シンギュラリティはいつ来る?3つの定義で答えが割れる(ep.95)
おちつきAIラジオ 第95回(EP.095)/配信日: 2026.08.14/再生時間: 01:33:56
この回の概要
「シンギュラリティが来た」という言葉を、最近よく見かけます。でも、それを言っている人たちは、同じものを指しているのでしょうか。しぶちょーいわく、シンギュラリティには代表的な定義が3つあって、どれを指すかで「来た」も「まだ」も両方成立してしまう。I.J.グッドが1965年に唱えた知能爆発型、予測不能型、そして人間とAIが融合するというレイ・カーツワイルの2045年予測。定義がバラバラのまま言葉だけが走っているので、来たとも言えるし来ていないとも言える、という妙な状態になっています。だから、その言葉を使う人には「どちらのシンギュラリティについて語っておられますか」と聞き返していい。

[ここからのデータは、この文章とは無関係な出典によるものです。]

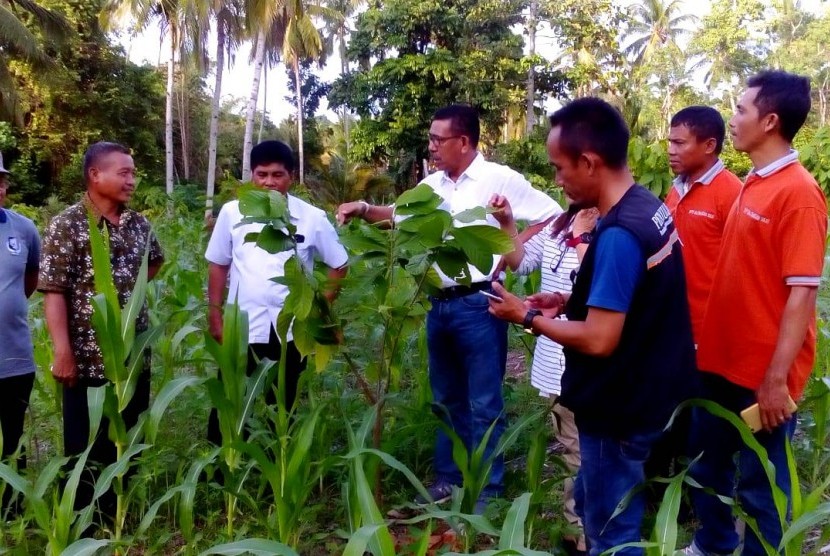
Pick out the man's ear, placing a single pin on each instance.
(591, 162)
(771, 122)
(710, 145)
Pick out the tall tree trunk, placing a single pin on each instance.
(344, 69)
(299, 89)
(213, 132)
(184, 122)
(530, 116)
(264, 102)
(168, 119)
(250, 111)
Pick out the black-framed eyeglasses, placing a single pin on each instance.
(439, 141)
(556, 263)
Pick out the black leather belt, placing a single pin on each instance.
(453, 292)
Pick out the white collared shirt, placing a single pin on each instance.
(252, 268)
(474, 188)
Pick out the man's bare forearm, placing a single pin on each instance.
(57, 321)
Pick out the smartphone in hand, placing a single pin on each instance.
(491, 296)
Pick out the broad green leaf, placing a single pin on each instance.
(513, 529)
(452, 262)
(271, 240)
(472, 215)
(254, 202)
(421, 193)
(480, 243)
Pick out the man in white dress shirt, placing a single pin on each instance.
(250, 268)
(467, 346)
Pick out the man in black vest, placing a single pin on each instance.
(629, 355)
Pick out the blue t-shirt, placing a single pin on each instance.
(618, 268)
(19, 254)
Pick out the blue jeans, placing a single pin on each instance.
(729, 475)
(611, 469)
(467, 355)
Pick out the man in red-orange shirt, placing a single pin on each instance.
(700, 198)
(758, 337)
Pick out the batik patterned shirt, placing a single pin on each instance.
(66, 267)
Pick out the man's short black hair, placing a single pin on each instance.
(463, 119)
(784, 94)
(704, 122)
(97, 151)
(592, 125)
(270, 152)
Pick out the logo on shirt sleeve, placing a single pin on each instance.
(662, 219)
(13, 245)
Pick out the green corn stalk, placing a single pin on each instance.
(254, 547)
(51, 507)
(289, 472)
(234, 394)
(475, 467)
(123, 355)
(511, 538)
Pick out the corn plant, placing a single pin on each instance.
(50, 504)
(474, 466)
(390, 294)
(233, 393)
(288, 470)
(123, 355)
(512, 536)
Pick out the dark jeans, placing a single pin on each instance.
(720, 469)
(294, 366)
(103, 452)
(14, 400)
(467, 355)
(612, 469)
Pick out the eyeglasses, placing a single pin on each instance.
(439, 141)
(554, 266)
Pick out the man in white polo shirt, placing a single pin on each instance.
(250, 268)
(467, 345)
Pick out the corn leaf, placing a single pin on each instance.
(254, 547)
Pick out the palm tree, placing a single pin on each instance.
(338, 29)
(183, 21)
(17, 42)
(302, 40)
(283, 28)
(228, 34)
(655, 24)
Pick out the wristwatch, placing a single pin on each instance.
(580, 239)
(528, 323)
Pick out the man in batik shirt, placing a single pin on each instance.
(67, 280)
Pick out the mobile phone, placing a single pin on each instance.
(491, 296)
(752, 415)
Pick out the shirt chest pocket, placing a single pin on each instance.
(16, 247)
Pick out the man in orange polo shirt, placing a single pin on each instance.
(758, 337)
(700, 198)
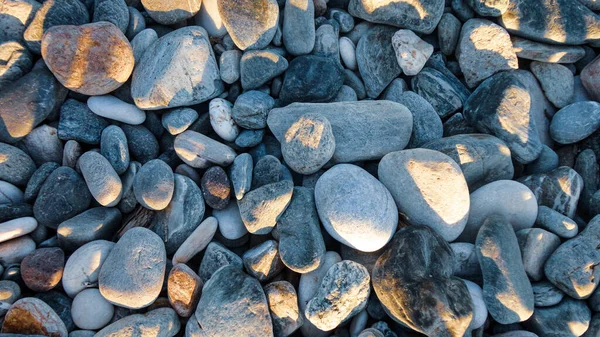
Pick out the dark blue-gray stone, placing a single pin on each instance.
(63, 195)
(113, 147)
(312, 78)
(376, 59)
(142, 144)
(78, 122)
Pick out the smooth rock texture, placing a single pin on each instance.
(86, 67)
(133, 273)
(414, 178)
(365, 130)
(178, 70)
(506, 289)
(346, 198)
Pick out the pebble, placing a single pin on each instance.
(42, 270)
(411, 51)
(101, 178)
(545, 294)
(229, 64)
(234, 294)
(221, 120)
(154, 185)
(364, 130)
(507, 198)
(183, 288)
(299, 26)
(419, 171)
(500, 106)
(216, 257)
(258, 67)
(342, 294)
(484, 48)
(50, 14)
(197, 241)
(111, 107)
(142, 254)
(351, 220)
(312, 78)
(31, 316)
(63, 195)
(192, 76)
(261, 207)
(111, 55)
(408, 276)
(376, 59)
(575, 122)
(263, 262)
(195, 149)
(171, 12)
(417, 15)
(556, 223)
(90, 310)
(506, 289)
(83, 266)
(98, 223)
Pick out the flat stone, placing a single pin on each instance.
(365, 130)
(111, 107)
(99, 223)
(376, 58)
(67, 51)
(507, 198)
(168, 13)
(83, 266)
(500, 106)
(63, 195)
(141, 253)
(342, 294)
(251, 25)
(430, 176)
(346, 198)
(35, 95)
(32, 316)
(50, 14)
(195, 149)
(231, 293)
(179, 69)
(101, 178)
(408, 278)
(546, 21)
(484, 48)
(506, 289)
(260, 208)
(420, 16)
(311, 78)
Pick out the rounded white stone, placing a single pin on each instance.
(113, 108)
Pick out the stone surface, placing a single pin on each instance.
(346, 198)
(484, 48)
(365, 130)
(231, 293)
(501, 106)
(132, 274)
(420, 181)
(420, 16)
(178, 70)
(415, 285)
(508, 198)
(376, 59)
(86, 67)
(506, 289)
(251, 25)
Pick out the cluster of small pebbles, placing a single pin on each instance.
(301, 168)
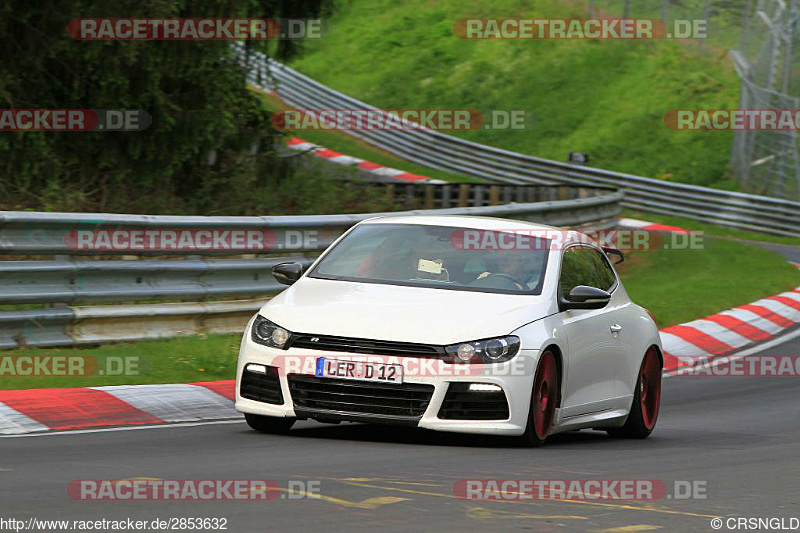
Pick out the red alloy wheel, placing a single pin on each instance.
(545, 395)
(650, 388)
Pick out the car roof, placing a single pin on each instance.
(459, 221)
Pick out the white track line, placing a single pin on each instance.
(124, 428)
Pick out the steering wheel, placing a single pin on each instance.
(507, 277)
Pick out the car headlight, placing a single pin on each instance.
(269, 334)
(494, 350)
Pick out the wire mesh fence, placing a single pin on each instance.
(763, 35)
(766, 162)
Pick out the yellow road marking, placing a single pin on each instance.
(415, 483)
(627, 529)
(650, 508)
(482, 513)
(369, 503)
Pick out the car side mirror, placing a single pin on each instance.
(585, 297)
(615, 253)
(287, 273)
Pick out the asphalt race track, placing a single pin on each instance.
(739, 435)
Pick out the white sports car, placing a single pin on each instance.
(454, 323)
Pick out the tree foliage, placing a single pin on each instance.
(207, 128)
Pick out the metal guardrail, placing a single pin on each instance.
(123, 279)
(445, 152)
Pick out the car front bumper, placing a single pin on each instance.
(514, 377)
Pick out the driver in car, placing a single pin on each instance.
(515, 265)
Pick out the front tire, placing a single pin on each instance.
(546, 389)
(269, 424)
(646, 400)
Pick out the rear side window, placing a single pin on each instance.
(585, 266)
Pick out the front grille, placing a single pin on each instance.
(330, 343)
(261, 387)
(407, 400)
(462, 404)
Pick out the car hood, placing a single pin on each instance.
(396, 313)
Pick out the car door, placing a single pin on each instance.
(596, 357)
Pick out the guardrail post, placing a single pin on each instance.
(429, 198)
(409, 196)
(446, 195)
(494, 195)
(477, 195)
(463, 195)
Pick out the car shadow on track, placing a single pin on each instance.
(404, 435)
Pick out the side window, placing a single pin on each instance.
(585, 266)
(605, 275)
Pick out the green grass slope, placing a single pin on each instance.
(606, 98)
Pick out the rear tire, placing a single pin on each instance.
(544, 398)
(646, 400)
(269, 424)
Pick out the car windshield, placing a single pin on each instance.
(508, 262)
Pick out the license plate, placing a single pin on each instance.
(358, 370)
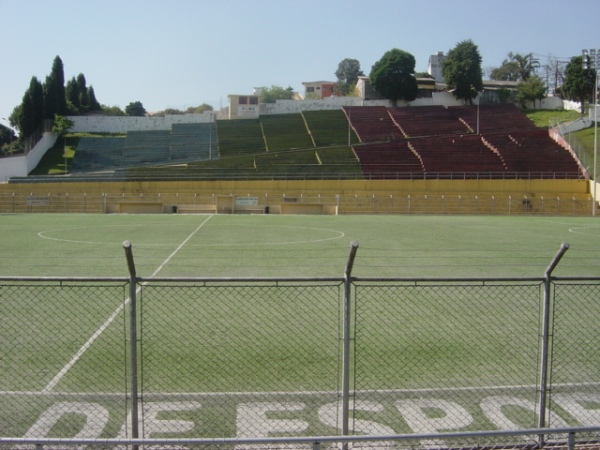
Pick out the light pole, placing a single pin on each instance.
(590, 61)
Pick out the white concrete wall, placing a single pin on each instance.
(21, 165)
(123, 124)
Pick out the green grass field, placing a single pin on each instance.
(240, 359)
(266, 245)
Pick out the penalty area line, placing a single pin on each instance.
(112, 317)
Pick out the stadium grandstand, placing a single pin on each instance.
(353, 144)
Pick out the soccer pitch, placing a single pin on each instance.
(270, 246)
(241, 359)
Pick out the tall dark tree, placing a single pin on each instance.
(93, 103)
(36, 92)
(393, 76)
(531, 90)
(72, 93)
(54, 91)
(347, 75)
(462, 71)
(579, 82)
(26, 118)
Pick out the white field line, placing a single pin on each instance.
(112, 317)
(293, 393)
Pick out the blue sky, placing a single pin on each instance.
(180, 53)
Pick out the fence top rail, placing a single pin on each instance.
(308, 439)
(65, 279)
(339, 279)
(449, 280)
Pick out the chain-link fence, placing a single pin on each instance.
(267, 358)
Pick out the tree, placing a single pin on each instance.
(531, 90)
(61, 126)
(36, 92)
(554, 73)
(72, 93)
(274, 93)
(579, 82)
(55, 101)
(393, 76)
(508, 71)
(462, 71)
(135, 109)
(31, 113)
(347, 75)
(516, 68)
(526, 64)
(93, 103)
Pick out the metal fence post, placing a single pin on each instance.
(132, 340)
(346, 345)
(545, 344)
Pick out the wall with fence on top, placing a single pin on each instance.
(243, 358)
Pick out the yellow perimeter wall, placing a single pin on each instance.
(571, 197)
(294, 187)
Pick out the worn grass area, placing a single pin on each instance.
(542, 118)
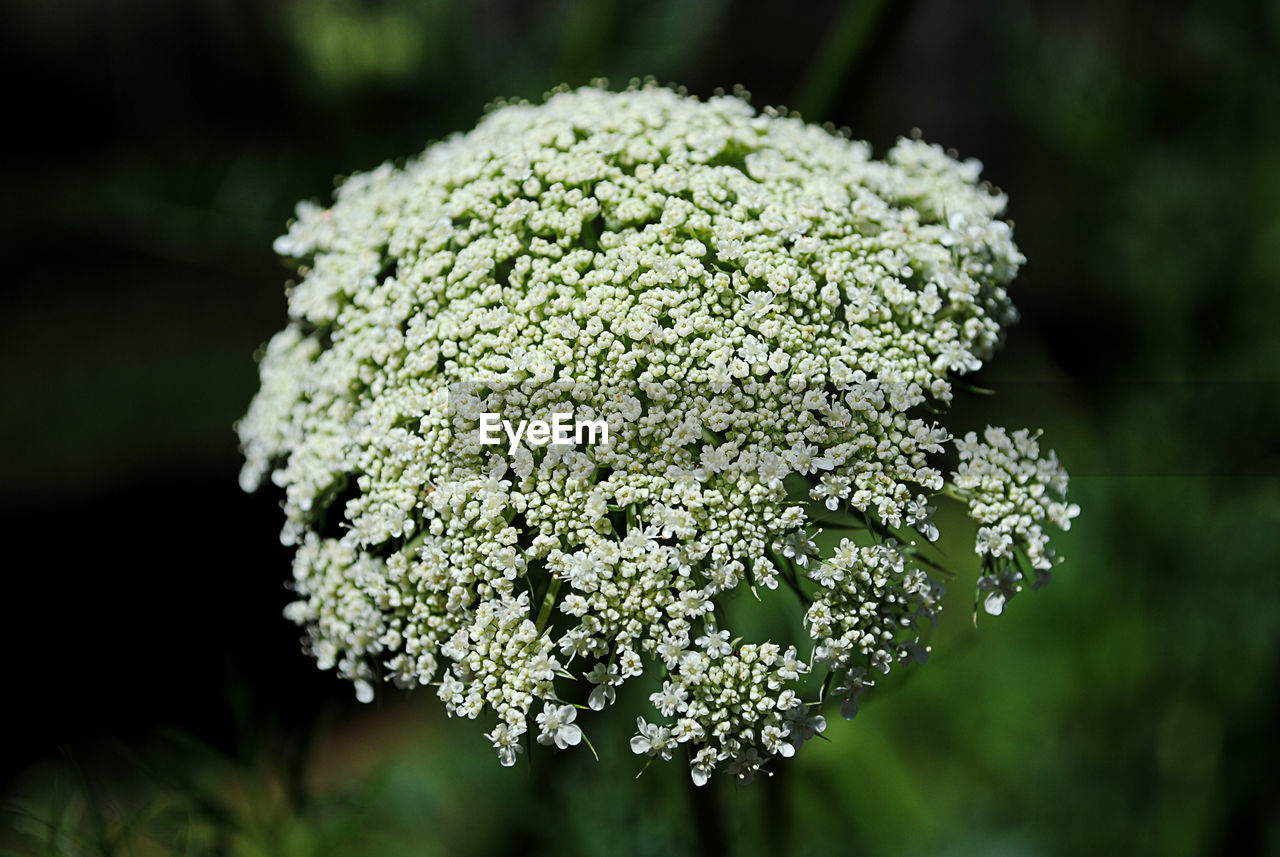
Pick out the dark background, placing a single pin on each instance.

後半は、予測そのものの当てにならなさへ。1957年に「10年以内にコンピューターがチェスの世界チャンピオンになる」と言われて、実際になったのは1997年でした。さらにフレーミング効果の話が強烈で、AI研究者に「あらゆる作業でAIが人間を上回るのはいつか」と聞くと2047年、「全ての職種で完全に代替されるのはいつか」と聞くと2116年。ほぼ同じことを聞いているのに、聞き方だけで100年ずれます。イーロン・マスクの「シンギュラリティの中にいる」という表現、言うことが二転三転するサム・アルトマン、そして「ドラえもんはシンギュラリティなのか」という論争まで。AIに仕事を奪われることを「ギュられる」と呼ぶ新語も生まれました。結論は、来ても去っても、中にいる本人には分からない、です。
目次(タイムスタンプ)
- 00:00:00 オープニングトーク
- 00:06:24 シンギュラリティの定義は3種類ある
- 00:18:20 AIの予想は当たらない、10年以内が実際は40年後
- 00:25:12 フレーミング効果、聞き方で答えが100年変わる
- 00:30:25 「シンギュラリティ来た」と言う人への聞き返し
- 00:35:29 ビール瓶のギザギザに興奮する虫の話
- 00:40:38 イーロン・マスクとサム・アルトマン
- 00:46:11 ドラえもんはシンギュラリティか論争
- 00:51:33 涙と感動、人はどこで泣くのか
- 01:01:40 サム・アルトマンのAGI発言を追う
- 01:12:22 言葉に引っ張られない方がいい
- 01:21:12 まとめと、AIに仕事を奪われる「ギュられる」
- 01:31:59 アフタートーク
今回の要チェックキーワード
- シンギュラリティ(Singularity)
- AIなどの技術進化が加速し、人間の予測や制御が及ばなくなる転換点となる出来事や瞬間。
- 知能爆発(Intelligence Explosion)
- AIが自分より賢いAIを次々と作り出し、知能が雪だるま式かつ制御不能に向上する現象。
- サンドボックス(Sandbox)
- プログラムやAIを安全にテストするため、外部のネットワークやシステムから隔離された実験環境。
- ゼロデイ(Zero-Day)
- 開発元や世間にまだ知られておらず、対策や修正が行われていないソフトウェアの脆弱性(抜け穴)。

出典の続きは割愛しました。